Laonde l’esercizio e la temperanza giovano ai vecchi per conservare una parte del pristino vigore.
XI. — (Il senno supplisce ne’ vecchi la fisica debolezza. - Nella vecchiezza vengono meno le forze, nè vi sarebbe ragione di pretenderne da essa. Per legge è dispensata da ogni atto, dove sia mestieri vigoria di corpo; nessun obbligo ci corre di fare quelle cose a cui siamo inetti, e nemmeno di adempirle nella misura che le forze nostre ce lo permetterebbero. Poichè tale è l’imbecillità di molti vecchi da renderli incapaci d’ogni ufficio, nonchè di qualsiasi comune incumbenza sociale. Ciò però non potrebbe assegnarsi a vizio speciale della vecchiezza, bensì alle infermità inseparabili dalla umana natura.

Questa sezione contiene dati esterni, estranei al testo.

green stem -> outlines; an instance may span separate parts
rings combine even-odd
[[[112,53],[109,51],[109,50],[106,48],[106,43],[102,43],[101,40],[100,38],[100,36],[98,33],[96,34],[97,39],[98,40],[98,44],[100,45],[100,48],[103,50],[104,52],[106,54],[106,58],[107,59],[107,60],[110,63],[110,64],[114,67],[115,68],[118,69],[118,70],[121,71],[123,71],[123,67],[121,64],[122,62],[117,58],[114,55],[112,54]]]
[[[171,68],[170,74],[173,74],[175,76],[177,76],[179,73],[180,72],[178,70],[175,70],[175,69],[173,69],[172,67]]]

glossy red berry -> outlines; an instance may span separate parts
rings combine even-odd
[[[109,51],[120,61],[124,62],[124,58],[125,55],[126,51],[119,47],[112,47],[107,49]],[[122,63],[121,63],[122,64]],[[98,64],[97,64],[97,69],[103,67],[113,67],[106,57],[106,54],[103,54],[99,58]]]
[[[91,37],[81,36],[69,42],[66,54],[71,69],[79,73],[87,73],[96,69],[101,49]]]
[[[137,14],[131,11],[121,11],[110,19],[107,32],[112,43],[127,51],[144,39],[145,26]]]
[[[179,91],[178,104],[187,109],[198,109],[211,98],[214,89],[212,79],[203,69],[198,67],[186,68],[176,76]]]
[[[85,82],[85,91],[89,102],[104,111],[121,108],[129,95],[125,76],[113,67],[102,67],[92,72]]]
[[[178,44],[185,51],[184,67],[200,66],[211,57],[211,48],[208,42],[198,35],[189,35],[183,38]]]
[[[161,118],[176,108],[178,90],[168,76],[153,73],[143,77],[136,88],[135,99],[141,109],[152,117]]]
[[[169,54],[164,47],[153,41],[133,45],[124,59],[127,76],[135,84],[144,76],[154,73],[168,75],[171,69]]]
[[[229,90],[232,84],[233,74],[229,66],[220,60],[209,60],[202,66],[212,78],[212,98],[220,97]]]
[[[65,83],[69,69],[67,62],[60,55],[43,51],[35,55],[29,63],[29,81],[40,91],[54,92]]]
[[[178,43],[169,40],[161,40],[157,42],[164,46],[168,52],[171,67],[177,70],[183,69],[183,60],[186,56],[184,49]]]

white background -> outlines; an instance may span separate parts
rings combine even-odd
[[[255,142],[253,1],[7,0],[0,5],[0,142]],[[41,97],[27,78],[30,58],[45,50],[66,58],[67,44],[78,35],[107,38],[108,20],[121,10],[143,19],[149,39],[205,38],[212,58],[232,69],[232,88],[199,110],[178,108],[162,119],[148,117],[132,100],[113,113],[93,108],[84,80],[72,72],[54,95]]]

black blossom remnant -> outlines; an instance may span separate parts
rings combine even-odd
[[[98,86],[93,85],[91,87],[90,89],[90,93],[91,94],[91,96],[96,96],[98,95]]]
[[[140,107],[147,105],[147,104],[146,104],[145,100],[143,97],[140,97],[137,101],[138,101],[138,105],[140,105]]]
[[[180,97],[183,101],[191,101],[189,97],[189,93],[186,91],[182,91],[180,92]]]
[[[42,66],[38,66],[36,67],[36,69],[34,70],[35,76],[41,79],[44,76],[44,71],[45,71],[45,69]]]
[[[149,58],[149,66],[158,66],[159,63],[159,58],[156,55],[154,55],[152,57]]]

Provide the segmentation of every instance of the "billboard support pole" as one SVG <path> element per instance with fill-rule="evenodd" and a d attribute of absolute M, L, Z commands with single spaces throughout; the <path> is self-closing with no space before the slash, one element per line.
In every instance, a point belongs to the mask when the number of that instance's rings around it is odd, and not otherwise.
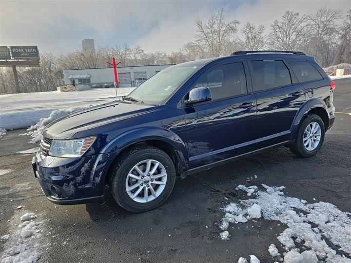
<path fill-rule="evenodd" d="M 112 63 L 110 63 L 109 62 L 106 61 L 106 63 L 108 64 L 109 65 L 110 65 L 113 67 L 114 69 L 114 74 L 115 75 L 115 89 L 116 90 L 116 97 L 117 97 L 117 88 L 118 86 L 118 75 L 117 75 L 117 65 L 119 64 L 121 64 L 122 63 L 121 61 L 119 61 L 118 63 L 116 64 L 116 59 L 115 58 L 112 58 Z"/>
<path fill-rule="evenodd" d="M 18 81 L 18 74 L 17 74 L 17 69 L 16 66 L 14 65 L 12 65 L 12 70 L 14 72 L 14 78 L 15 78 L 15 84 L 16 86 L 16 93 L 20 93 L 20 83 Z"/>

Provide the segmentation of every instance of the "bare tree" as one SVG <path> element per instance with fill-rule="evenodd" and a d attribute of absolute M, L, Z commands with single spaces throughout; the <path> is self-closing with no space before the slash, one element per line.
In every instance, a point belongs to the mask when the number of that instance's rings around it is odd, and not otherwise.
<path fill-rule="evenodd" d="M 121 46 L 116 46 L 116 59 L 122 62 L 122 66 L 129 66 L 128 61 L 131 58 L 131 48 L 127 44 L 125 43 Z"/>
<path fill-rule="evenodd" d="M 202 56 L 207 54 L 211 57 L 228 55 L 225 45 L 233 40 L 237 31 L 238 21 L 233 20 L 226 22 L 224 10 L 222 9 L 211 15 L 206 22 L 198 18 L 195 23 L 197 33 L 195 40 L 191 43 L 193 48 L 195 48 Z"/>
<path fill-rule="evenodd" d="M 247 50 L 264 49 L 267 47 L 268 40 L 268 36 L 265 34 L 265 30 L 266 28 L 262 25 L 256 26 L 248 22 L 241 29 L 240 46 Z"/>
<path fill-rule="evenodd" d="M 303 28 L 307 18 L 297 12 L 287 11 L 280 20 L 271 25 L 270 44 L 273 48 L 281 50 L 296 50 L 302 45 Z"/>
<path fill-rule="evenodd" d="M 310 33 L 312 36 L 311 43 L 314 49 L 312 55 L 316 59 L 322 53 L 328 51 L 325 50 L 326 45 L 333 44 L 332 41 L 335 40 L 336 33 L 336 22 L 342 17 L 341 10 L 326 7 L 321 7 L 308 16 L 312 30 Z"/>
<path fill-rule="evenodd" d="M 351 62 L 351 10 L 348 11 L 343 23 L 339 29 L 340 44 L 334 58 L 333 65 Z"/>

Poteva essere più sfinito di forze quel figlio di Publio Scipione Africano, del quale tu sei figlio adottivo? Poteva la di lui salute essere più vacillante o per meglio dire soffrire infermità più ostinate? Se le malattie non avessero reso tanto grave la sua debolezza, Roma avrebbe vantato una gloria di più, poichè al generoso animo del genitore accoppiava una erudizione di gran lunga più vasta.
Perchè dunque far sì gran caso delle infermità de’ vecchi, se i giovani medesimi talvolta non ponno evitarle?